The Girl Revolution stands in solidarity with all thinking humans around the world for all females’ inherent and innate rights of social, economic, spiritual and political power, autonomy and equity.
The Girl Revolution stands in solidarity with all thinking humans against sex trafficking, virgin worship and honor killings, violence against women and girls, rape in all its many forms, medical neglect, maternal death, lack of reproductive medical care, all forms of slavery, and all economic and political forms of oppression, suppression and control of women and girls, including spiritual exploitation and domination, including coverture.
Meet Me on the Bridge to Bob Sandlin Lake, FM 21 off HWY 11, at 4:30 pm today, March 8, 2010.
We’ll stand in solidarity for these good, righteous and holy birthrights together. We stand up for the worldwide respect of Authentic Femininity.
Sign up for Women for Women International and for $27 a month you can give a woman her economic independence.
March 4th, 2010 — TGR Global

The Girl Revolution is inviting anyone and everyone to come to the bridge that crosses Lake Bob Sandlin in Pittsburg, Texas on FM 21 (off HWY 11) at 4:30 PM on Monday, March 8, International Women’s Day.

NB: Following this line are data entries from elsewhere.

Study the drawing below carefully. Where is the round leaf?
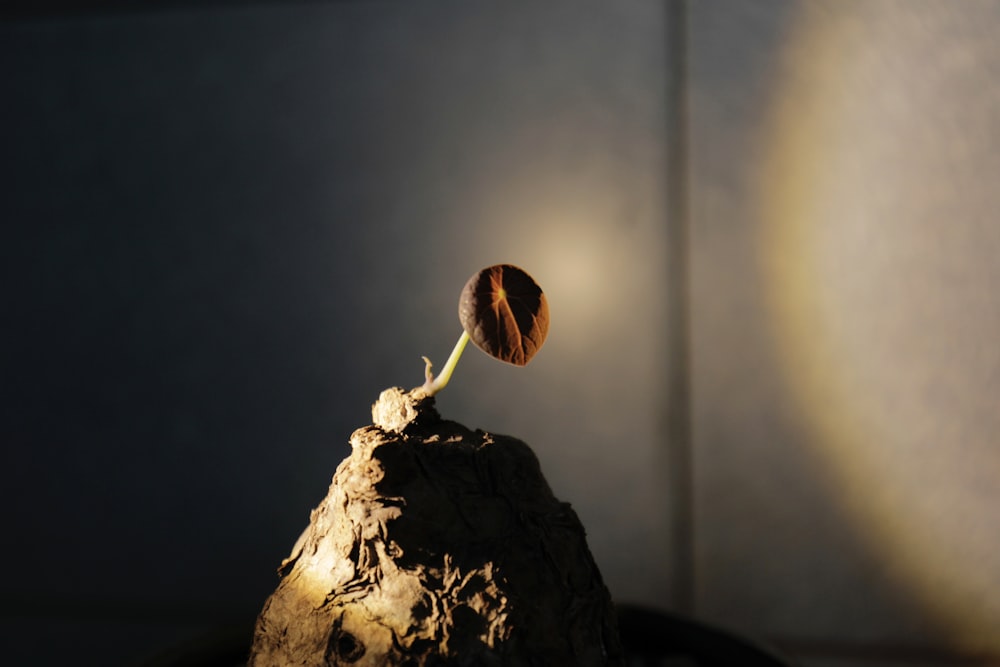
[458,264,549,366]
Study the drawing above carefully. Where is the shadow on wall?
[756,2,1000,654]
[690,2,1000,659]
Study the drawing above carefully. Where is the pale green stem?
[424,330,469,396]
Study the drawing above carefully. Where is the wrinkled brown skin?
[458,264,549,366]
[249,389,624,667]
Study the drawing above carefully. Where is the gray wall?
[689,0,1000,665]
[0,0,1000,667]
[0,2,670,665]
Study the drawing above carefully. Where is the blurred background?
[0,0,1000,667]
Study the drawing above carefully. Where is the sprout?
[423,264,549,396]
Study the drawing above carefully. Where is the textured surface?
[250,389,622,667]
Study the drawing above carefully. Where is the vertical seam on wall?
[666,0,695,613]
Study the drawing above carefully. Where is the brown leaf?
[458,264,549,366]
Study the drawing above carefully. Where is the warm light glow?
[757,3,1000,651]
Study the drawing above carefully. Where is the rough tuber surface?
[249,389,623,667]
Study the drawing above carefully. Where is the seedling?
[423,264,549,396]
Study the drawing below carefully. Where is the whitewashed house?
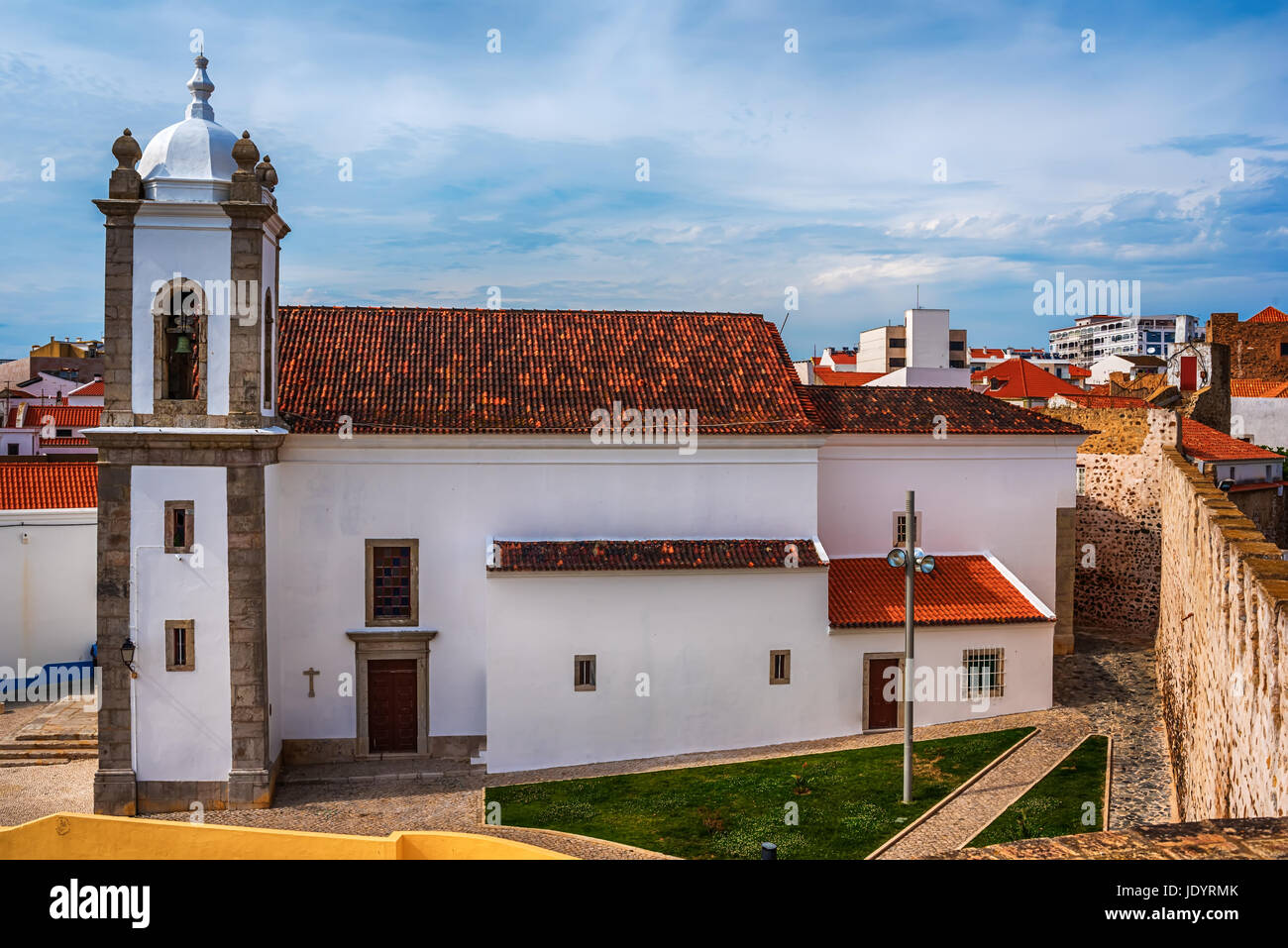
[89,58,1083,812]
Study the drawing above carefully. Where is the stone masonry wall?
[1046,408,1177,632]
[1156,448,1288,820]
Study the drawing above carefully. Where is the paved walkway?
[0,632,1172,859]
[877,708,1091,859]
[879,632,1173,859]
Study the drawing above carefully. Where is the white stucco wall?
[1231,398,1288,448]
[130,202,232,415]
[818,434,1079,604]
[483,559,1052,773]
[269,435,825,738]
[130,467,232,781]
[0,507,98,669]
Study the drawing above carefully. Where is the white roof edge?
[984,550,1055,619]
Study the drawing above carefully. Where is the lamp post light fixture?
[886,490,935,803]
[121,639,139,678]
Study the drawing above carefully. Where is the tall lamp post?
[886,490,935,803]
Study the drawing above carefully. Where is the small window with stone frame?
[164,618,197,671]
[366,539,420,626]
[572,656,596,691]
[769,648,793,685]
[164,500,196,553]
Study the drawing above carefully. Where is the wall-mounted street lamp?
[886,490,935,803]
[121,639,139,678]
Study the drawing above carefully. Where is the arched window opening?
[152,279,205,400]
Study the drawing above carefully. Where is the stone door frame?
[345,629,438,760]
[863,652,907,734]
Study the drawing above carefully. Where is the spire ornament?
[187,51,215,123]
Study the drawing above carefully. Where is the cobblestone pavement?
[1055,631,1176,829]
[877,708,1091,859]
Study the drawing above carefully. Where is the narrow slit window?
[572,656,595,691]
[769,649,793,685]
[164,618,197,671]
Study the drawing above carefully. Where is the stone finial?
[107,129,143,201]
[112,129,143,171]
[255,155,277,190]
[233,132,259,172]
[228,132,263,203]
[188,52,215,123]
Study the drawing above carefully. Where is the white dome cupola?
[139,54,237,201]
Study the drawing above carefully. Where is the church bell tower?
[87,54,290,815]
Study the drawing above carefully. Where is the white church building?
[87,56,1085,814]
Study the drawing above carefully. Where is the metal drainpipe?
[128,544,164,776]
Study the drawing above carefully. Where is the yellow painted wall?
[0,812,572,859]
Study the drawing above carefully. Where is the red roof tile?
[802,385,1086,434]
[814,366,885,386]
[278,306,814,434]
[983,358,1082,398]
[1248,306,1288,322]
[0,461,98,510]
[827,555,1052,629]
[1177,415,1284,461]
[1052,391,1154,408]
[1231,378,1288,398]
[488,540,825,574]
[5,403,103,428]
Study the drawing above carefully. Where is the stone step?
[0,738,98,751]
[0,747,98,761]
[0,758,68,768]
[14,728,98,743]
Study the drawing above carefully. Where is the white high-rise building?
[1048,313,1202,369]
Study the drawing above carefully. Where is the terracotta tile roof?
[488,540,825,574]
[1231,378,1288,398]
[1227,480,1288,493]
[1052,393,1153,408]
[1248,306,1288,322]
[5,403,103,428]
[827,555,1053,629]
[802,385,1086,434]
[0,461,98,510]
[983,358,1082,398]
[67,378,106,398]
[1177,415,1284,461]
[814,366,886,387]
[278,306,812,434]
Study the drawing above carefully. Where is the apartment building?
[1047,313,1202,368]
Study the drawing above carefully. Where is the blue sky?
[0,0,1288,357]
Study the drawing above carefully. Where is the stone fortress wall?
[1155,447,1288,820]
[1046,407,1177,634]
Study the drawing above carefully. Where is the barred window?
[368,540,420,626]
[961,648,1006,700]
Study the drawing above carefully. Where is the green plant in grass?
[486,728,1033,859]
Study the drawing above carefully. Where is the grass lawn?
[967,734,1109,846]
[486,728,1033,859]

On Monday, March 8, 2010 Women for Women International is hosting a global campaign called Join me on the Bridge.Women from all over the world will be meeting on a bridge in solidarity for human rights of women and girls.
A new film, Half the Sky, a take-off of the exceptional book Half the Sky will be screened at select theaters, today, March 4 in honor of International Women’s Day (March 8). Find a theater near you by clicking this link and entering your zip code.
Half the Sky is inspired by Pulitzer Prize-winning journalists Nicholas Kristof’s and Sheryl WuDunn’s New York Times bestseller, “Half The Sky,” which follows the stories of extraordinary women around the world as they struggle to overcome oppression. Kristof and WuDunn focus on three major problems facing women – sex trafficking, maternal mortality and violence against women. They argue that empowering women is the key to alleviating poverty and uplifting communities in developing countries.